Sen. Ted Cruz, R-TX, said, "ceding leadership in developing artificial intelligence to China, Russia and other foreign governments will not only place the United States at a technological disadvantage, but it could also have implications for national security."
Both policymakers and AI experts agreed that a lack of tech talent would be one of the leading reasons why the rest of the world could overtake the U.S. when it comes to AI technology. "We’re so short of experts here. Frankly, I look at some of the other major players, and China and India are pumping out major scientists that can do good work here," Andrew Moore, dean of the School of Computer Science at Carnegie Mellon University, said during the hearing.
A lack of tech talent across the U.S. is a big part of the problem. The labor market for talented tech personnel is growing increasingly competitive. There are only an estimated 50,000 computer science grads each year, with demand far outpacing supply.
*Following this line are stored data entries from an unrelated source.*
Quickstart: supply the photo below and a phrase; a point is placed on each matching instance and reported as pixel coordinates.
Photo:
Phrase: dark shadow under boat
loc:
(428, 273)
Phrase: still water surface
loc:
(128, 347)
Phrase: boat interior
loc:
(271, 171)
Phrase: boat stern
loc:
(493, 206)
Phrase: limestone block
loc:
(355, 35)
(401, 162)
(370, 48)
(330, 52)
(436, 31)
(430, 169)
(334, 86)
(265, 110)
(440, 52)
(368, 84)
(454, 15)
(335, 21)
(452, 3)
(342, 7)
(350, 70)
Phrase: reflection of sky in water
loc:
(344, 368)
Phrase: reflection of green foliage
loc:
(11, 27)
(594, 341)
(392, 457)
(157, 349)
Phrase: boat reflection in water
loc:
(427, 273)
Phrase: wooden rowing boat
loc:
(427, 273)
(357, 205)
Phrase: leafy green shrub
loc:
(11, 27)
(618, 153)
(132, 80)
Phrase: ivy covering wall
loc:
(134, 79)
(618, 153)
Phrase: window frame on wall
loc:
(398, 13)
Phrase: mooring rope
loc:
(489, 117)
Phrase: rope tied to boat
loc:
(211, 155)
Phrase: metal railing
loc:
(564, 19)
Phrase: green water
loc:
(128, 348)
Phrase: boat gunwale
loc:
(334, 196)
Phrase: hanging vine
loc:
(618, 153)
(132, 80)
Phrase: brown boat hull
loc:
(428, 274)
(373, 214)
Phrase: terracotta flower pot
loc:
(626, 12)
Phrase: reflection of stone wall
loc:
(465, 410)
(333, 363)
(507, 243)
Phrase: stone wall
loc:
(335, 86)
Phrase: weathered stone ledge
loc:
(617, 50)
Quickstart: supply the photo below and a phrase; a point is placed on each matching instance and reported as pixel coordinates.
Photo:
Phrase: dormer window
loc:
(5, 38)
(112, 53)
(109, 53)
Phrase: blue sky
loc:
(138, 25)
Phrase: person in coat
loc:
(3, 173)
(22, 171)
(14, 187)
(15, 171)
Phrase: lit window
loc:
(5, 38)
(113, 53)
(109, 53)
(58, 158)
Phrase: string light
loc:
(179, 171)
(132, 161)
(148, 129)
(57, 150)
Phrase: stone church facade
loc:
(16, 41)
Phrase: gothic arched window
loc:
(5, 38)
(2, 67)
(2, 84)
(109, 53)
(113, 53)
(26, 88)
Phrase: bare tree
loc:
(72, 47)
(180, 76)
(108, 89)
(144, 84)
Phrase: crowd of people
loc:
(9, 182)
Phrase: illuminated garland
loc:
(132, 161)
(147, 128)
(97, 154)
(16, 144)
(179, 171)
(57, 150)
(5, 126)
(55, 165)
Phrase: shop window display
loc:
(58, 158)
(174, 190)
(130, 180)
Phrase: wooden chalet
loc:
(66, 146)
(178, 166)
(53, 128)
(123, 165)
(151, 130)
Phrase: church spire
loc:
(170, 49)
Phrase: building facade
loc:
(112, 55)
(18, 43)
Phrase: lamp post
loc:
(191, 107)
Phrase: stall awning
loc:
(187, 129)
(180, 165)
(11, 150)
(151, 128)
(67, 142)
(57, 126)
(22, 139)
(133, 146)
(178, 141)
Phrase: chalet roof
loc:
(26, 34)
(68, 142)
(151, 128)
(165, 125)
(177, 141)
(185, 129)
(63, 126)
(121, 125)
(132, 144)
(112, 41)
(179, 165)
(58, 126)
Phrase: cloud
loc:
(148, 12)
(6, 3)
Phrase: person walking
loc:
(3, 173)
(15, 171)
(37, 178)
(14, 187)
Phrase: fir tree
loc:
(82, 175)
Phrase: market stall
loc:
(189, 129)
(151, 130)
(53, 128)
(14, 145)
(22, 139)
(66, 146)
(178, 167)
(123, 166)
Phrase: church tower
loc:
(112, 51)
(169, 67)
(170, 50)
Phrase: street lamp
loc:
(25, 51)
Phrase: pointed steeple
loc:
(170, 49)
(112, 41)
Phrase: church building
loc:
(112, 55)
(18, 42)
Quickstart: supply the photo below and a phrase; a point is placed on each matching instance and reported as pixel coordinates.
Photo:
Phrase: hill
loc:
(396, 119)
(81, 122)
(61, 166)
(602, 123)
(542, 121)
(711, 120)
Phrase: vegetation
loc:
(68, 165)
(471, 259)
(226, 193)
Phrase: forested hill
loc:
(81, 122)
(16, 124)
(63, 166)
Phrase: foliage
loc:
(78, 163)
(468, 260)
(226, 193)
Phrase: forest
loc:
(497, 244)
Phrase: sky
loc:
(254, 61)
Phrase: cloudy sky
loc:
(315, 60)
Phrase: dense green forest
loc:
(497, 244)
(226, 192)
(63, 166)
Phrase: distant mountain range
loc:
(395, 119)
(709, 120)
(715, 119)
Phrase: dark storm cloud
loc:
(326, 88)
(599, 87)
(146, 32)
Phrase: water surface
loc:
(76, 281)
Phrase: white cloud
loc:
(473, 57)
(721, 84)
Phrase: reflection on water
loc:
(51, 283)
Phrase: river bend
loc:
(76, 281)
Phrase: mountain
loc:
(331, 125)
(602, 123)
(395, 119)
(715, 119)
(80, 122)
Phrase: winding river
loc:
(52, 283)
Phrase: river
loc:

Though many see AI as critical to future government, there are widespread concerns that a lack of talent will see the U.S. falling behind. But many are working to ensure that the talent pipeline builds up so the U.S. can realize its AI potential. In October, the White House released a report about what the administration views as the future of AI.
"The Administration believes that it is critical that industry, civil society and government work together to develop the positive aspects of the technology, manage its risks and challenges, and ensure that everyone has the opportunity to help in building an AI-enhanced society and to participate in its benefits," according to a White House announcement.